O MITO DE “SÓ A LIBERDADE” DE LAMENNAIS A SANGNIER

Resultado de imagem para marcel lefebvreEles não temem traçar paralelos blasfemos entre o Evangelho e a Revolução”. São Pio X.

Apenas constituído, o liberalismo católico lança-se ao assalto da Igreja com a bandeira do progresso. Lembremos alguns nomes deste liberalismo progressista:

I

LAMENNAIS (1782-1854)

Felicite de Lamennais, sacerdote que se rebelará contra a Igreja e será infiel a seu sacerdócio, funda seu liberalismo sob o mito do progresso da humanidade que se manifesta pela aspiração crescente dos povos pela liberdade. Ele diz: este movimento “tem seu princípio indestrutível na lei primeira e fundamental pela qual a humanidade tem que se despojar progressivamente dos laços da infância, à medida que o cristianismo em desenvolvimento vá emancipando a inteligência e os povos alcancem a idade madura”127. Na Idade Média a humanidade está na sua infância e necessita da tutela da Igreja: hoje os povos já adultos, devem se emancipar desta tutela separando a Igreja do Estado. Quanto à Igreja, ela deve se adaptar a  esta  nova  ordem de  coisas que  Ela  mesma  criou: “uma nova ordem social, fundada no grande desenvolvimento da  liberdade, que o catolicismo fez necessário, aumentando em nossas almas a verdadeira noção e o sentimento do direito”. Na apresentação do programa do jornal “l’Avenir” vemos o arremate perfeitamente liberal da teoria de Lamennais:

“Todos os amigos da Religião precisam compreender que ela necessita somente de uma coisa: da liberdade”.

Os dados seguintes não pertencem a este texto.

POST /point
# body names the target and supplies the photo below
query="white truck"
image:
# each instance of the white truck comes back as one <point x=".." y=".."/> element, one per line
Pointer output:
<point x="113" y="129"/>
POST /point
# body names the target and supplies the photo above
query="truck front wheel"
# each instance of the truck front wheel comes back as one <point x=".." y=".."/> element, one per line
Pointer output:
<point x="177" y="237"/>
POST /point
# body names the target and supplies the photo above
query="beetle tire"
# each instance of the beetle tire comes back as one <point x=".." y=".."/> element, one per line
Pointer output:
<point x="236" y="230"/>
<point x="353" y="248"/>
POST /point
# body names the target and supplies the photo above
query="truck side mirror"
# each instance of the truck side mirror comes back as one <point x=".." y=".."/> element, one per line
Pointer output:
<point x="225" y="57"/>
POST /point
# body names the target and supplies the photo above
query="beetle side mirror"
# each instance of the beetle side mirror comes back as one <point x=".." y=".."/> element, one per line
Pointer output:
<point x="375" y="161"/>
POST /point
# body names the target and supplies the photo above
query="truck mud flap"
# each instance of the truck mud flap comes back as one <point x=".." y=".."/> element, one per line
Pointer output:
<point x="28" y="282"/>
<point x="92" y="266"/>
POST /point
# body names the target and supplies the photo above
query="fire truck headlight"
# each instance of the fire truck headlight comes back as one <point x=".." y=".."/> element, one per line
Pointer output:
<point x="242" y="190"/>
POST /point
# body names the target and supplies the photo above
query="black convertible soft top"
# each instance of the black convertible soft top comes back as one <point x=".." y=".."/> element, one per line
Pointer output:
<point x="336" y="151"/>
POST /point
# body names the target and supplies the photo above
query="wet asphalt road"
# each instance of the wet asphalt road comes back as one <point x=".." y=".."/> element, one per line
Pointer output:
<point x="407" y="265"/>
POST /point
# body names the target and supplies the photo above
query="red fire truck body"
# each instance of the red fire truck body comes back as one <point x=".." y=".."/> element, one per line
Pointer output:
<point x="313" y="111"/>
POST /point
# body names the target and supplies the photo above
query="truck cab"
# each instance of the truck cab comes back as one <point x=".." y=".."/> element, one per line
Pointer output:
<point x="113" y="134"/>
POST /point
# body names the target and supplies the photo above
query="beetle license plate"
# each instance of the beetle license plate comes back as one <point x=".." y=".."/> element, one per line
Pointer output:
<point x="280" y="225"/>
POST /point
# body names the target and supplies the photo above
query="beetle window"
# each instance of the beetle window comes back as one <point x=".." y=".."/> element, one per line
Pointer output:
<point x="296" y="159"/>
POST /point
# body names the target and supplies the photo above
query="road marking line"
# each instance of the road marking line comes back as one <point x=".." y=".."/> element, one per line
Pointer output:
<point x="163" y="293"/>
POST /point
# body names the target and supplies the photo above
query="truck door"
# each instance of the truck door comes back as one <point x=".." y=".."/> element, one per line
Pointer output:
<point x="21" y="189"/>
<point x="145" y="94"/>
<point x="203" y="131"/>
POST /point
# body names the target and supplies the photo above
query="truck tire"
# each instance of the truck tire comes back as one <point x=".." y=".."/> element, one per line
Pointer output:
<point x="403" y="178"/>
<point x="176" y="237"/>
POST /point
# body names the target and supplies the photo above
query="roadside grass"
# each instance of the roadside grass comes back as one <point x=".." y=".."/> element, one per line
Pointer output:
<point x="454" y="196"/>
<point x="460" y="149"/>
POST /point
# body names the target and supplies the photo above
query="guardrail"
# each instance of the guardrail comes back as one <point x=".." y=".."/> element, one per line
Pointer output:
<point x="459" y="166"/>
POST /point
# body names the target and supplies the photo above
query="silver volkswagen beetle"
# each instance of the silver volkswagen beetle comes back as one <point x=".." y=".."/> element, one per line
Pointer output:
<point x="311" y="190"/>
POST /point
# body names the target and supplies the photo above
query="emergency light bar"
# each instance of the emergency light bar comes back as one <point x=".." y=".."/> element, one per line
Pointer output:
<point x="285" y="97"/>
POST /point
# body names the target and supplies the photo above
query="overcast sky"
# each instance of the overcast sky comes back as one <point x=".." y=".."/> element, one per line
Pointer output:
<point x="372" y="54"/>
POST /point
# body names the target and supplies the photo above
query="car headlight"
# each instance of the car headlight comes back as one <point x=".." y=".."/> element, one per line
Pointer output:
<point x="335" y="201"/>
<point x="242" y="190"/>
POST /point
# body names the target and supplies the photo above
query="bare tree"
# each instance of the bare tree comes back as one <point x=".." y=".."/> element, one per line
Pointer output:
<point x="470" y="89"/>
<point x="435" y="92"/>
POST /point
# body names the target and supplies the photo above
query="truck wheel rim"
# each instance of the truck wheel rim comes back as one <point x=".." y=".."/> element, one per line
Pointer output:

Era querer submeter a Igreja ao direito comum a todas as  associações e confissões religiosas diante da lei. Gregório XVI não podia deixar de condenar tal erro e o fez na Encíclica “Mirari Vos” de 15 de agosto de 1832,condenando…

“Aqueles que querem separar a Igreja do Estado e romper a mútua concórdia entre o Império e o Sacerdócio: pois o que é certo é que esta concórdia que sempre foi tão saudável e favorável aos interesses da Religião e da autoridade civil, é temida pelos partidários de uma liberdade desenfreada”128.

E igualmente:

“Este princípio absurdo, ou melhor dito, este delírio, que defende a necessidade de assegurar e garantir a qualquer um a liberdade de consciência”129.

Certamente a Igreja não podia se acomodar ao princípio revolucionário  liberal  de  liberdade  para  todos,  que  a  todas as opiniões religiosas se reconheça a mesma liberdade sem discriminação. Quanto à emancipação progressiva da humanidade, a Fé Católica lhe dá seu verdadeiro nome: a apostasia das nações.

II

MARC SANGNIER E “LE SILLON”

Apesar das condenações dos Papas, o liberalismo progressista continua sua penetração na Igreja. O Padre Emmanuel Barbier escreveu um pequeno livro chamado “Le Progrés du Libéralisme Catholique em France sous le Pontificat du Pape Leon XIII”130. Nele há um capítulo que trata do “catolicismo progressista”, em que o autor diz: “A expressão catolicismo progressista é a que M. Fogazzaro apresenta em seu romance “Il Santo” para designar o conjunto de reformas que ele pede à Igreja em sua doutrina, sua vida interior e sua disciplina. Existe uma quase identidade de tendências entre os movimentos que estudamos na França, e aquele cujo porta- voz mais ouvido na Itália é, atualmente, Fogazzaro”.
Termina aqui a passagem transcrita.